President Faust affirms commitment to Allston
I was quite surprised to awake to a front-page headline in Wednesday’s (Dec. 12) Boston Globe declaring “Harvard Rethinks Allston.” Let me be clear: Harvard is not “rethinking” Allston. I am unequivocally committed to moving aggressively and ambitiously forward, and to making our unfolding plans a reality.
Our Allston properties represent a historic opportunity for both the University and the community. As we look forward, we are advancing from a high-level planning framework to a phase in which we will be making increasingly refined judgments about how to elaborate our ideas and make them real. We plan to start construction very soon on our first science complex, which will house vital new initiatives at the leading edge of discovery. We are stepping up our planning for other parts of our enterprise that we envision will make their future home in Allston, focusing on the same broad mix of uses — professional schools, the arts, science, housing, athletics, and so forth — that we identified several years ago.

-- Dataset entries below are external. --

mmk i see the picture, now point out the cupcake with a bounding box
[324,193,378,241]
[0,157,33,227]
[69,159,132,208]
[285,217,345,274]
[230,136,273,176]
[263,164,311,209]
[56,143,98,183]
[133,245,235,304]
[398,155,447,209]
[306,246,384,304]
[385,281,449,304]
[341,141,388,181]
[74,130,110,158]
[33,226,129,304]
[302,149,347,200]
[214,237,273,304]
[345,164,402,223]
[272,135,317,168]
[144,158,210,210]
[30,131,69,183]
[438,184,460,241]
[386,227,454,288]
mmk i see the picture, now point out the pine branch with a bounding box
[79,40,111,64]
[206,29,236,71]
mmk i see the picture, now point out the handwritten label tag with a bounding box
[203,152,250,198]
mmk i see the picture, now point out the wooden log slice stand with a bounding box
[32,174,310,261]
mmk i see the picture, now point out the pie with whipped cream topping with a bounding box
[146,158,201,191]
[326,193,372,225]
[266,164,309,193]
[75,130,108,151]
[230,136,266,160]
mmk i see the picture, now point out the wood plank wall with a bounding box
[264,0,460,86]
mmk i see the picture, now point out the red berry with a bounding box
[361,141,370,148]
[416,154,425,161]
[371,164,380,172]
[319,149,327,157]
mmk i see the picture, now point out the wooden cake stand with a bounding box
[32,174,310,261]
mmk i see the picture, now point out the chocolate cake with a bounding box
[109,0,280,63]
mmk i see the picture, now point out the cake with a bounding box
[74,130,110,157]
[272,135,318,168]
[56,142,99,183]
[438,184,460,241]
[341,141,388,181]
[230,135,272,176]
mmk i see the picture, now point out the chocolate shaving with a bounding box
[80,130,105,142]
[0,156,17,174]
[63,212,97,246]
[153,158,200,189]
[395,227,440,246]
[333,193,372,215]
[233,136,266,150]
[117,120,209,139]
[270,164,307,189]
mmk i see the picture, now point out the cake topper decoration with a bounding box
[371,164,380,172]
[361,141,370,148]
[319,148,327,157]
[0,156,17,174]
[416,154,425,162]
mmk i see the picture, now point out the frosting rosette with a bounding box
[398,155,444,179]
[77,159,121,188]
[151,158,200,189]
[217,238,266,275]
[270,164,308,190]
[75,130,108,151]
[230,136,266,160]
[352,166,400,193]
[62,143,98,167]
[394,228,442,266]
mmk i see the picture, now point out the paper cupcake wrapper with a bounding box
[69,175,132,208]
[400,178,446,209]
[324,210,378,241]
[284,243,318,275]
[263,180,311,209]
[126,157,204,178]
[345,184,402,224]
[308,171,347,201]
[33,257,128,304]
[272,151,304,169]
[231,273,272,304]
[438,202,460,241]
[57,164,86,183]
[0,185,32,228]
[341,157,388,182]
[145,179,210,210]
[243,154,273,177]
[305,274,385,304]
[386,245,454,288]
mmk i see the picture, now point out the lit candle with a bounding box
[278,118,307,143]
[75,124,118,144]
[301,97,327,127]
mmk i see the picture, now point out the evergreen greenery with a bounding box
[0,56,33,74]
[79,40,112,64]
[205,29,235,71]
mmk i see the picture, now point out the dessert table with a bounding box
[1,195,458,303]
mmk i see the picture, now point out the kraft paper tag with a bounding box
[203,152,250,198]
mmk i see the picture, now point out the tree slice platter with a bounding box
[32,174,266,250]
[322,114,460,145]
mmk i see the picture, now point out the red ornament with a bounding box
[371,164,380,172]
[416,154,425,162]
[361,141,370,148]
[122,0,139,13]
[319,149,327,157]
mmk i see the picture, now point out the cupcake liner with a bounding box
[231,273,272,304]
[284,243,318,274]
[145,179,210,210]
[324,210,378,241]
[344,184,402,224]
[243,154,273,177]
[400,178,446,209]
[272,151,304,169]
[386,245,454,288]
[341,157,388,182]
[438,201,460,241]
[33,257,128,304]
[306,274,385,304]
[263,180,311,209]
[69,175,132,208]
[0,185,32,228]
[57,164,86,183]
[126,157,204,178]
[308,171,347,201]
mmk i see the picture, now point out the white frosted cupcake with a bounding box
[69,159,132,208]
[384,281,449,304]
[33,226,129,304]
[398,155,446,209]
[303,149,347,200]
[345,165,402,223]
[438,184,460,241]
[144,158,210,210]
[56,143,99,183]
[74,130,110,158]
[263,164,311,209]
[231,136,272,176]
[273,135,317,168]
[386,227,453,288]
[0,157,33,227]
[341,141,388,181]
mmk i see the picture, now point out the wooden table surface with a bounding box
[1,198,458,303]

We are working continually to ensure that our physical plans are driven by our most thoughtful and creative academic aspirations, not just for Allston but for the University more generally — and that we have a sound financial plan underlying them. We are intently planning for the transportation and other infrastructure improvements essential to having our extended campus thrive. And we continue to consult regularly with key constituencies, both inside and outside the University, as we move from concept toward reality. All these activities are just what one should envision for an undertaking so complex — and so extraordinarily important.
Harvard’s extended campus in Allston will be built not in a day, but over decades. Our challenge at each stage will be to make progressive judgments that propel us forward while recognizing that this will be a decades-long process. Allston remains a paramount priority for me and for Harvard, and we are fully committed to making the most of it.